BANGKOK (AP).- On one wall hangs a giant Thai flag torn in half but stitched up with a zipper. Nearby is a poster-sized news photograph of smoke mushrooming out of a Bangkok shopping mall, the gray cloud outlined by a skull.
Out of Thailand's bloody political turmoil that ended in mid-May, an art exhibit has emerged called "Imagine Peace."
Eighty artists have contributed works that include a rendition of the anti-government protesters' rubber tire barricade which sealed off parts of central Bangkok for weeks to express "the desire for peace and reconciliation," said curator Apinan Poshyananda.
The curator sounded calls for contributions to the international art world and received pieces from critically acclaimed friends Marina Abramovic and the late Louise Bourgeois, who sent two sculptures of clasped hands shortly before her death May 31.
Reconciliation is the latest catchword in Thai politics today, as the government tries to heal a nation fractured by the worst political violence in nearly two decades. The 10 weeks of protests left 89 people dead, about 1,400 injured and brought the capital's luxury shopping district to a standstill.
The upheaval also inspired an outpouring of creativity.
"I painted every day during the protest to document my feelings," said artist Kamin Lertchaiprasert, who described the crisis as the period "when Bangkok ceased to move."
The protests ended May 19 when the army moved in at dawn to clear the streets, triggering a full day of clashes and dozens of arson attacks before peace was restored a tenuous calm that most believe will not last.
The Red Shirt protesters were demanding the resignation of Prime Minister Abhisit Vejjajiva.
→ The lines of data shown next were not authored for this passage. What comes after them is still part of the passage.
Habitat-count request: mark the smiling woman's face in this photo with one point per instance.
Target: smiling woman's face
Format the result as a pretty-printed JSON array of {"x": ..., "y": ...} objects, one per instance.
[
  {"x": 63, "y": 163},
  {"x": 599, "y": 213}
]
Many were poor, rural supporters of the deposed fugitive former leader Thaksin Shinawatra, but their calls for more equality in Thailand struck a chord with a wide swath of society who say politicians can no longer ignore the need to address disparities and deep discontent.
"Peace will only happen when we kill greed and anger," said Kamin. To make his point he took an iconic image from May 19 the burning of Bangkok's massive CentralWorld shopping mall and painted a skull around the smoke.
The exhibit at the Bangkok Art and Culture Center, which runs through Aug. 22, is located just a block from the protest zone in central Bangkok, an area that protesters turned into a makeshift campsite enclosed by a barricade of stacked rubber tires and bamboo spears.
One artist rebuilt a portion of the tire barricade but instead of rudimentary spears used prickly cactus plants, which are meant to represent "living organisms" that bring the barricade to life and make it more approachable, said Rirkrit Tiravanija, one of Thailand's best known contemporary artists who guest curated a section devoted to young artists.
Performance artist Marina Abramovic, who recently wrapped up a retrospective in New York at the Museum of Modern Art, donated a photograph of herself crying with the caption: "The spirit in any condition does not burn."
The Culture Ministry, which funded the exhibit, hopes it will contribute to a larger discussion about how Thailand can move past its political troubles, which most believe are on hold but not resolved.
"We need to heal the wounds of the nation, rebuild it and rescue our country's image abroad," Culture Minister Nipit Intarasombut said at the exhibit's recent opening, which attracted a Who's Who of the Thai art scene. "This can be done through art."
The exhibit was cobbled together in three weeks. Organizers say they hope to rotate in new installations if more artists want to contribute and even expand onto the streets outside the gallery that were part of the protest zone.
Artist Chatchaval Khonkajee who contributed the severed Thai flag said he intentionally left it zipped half way up.
"It's up to us all Thais to zip it back up," he said. "We need to be united and whole again."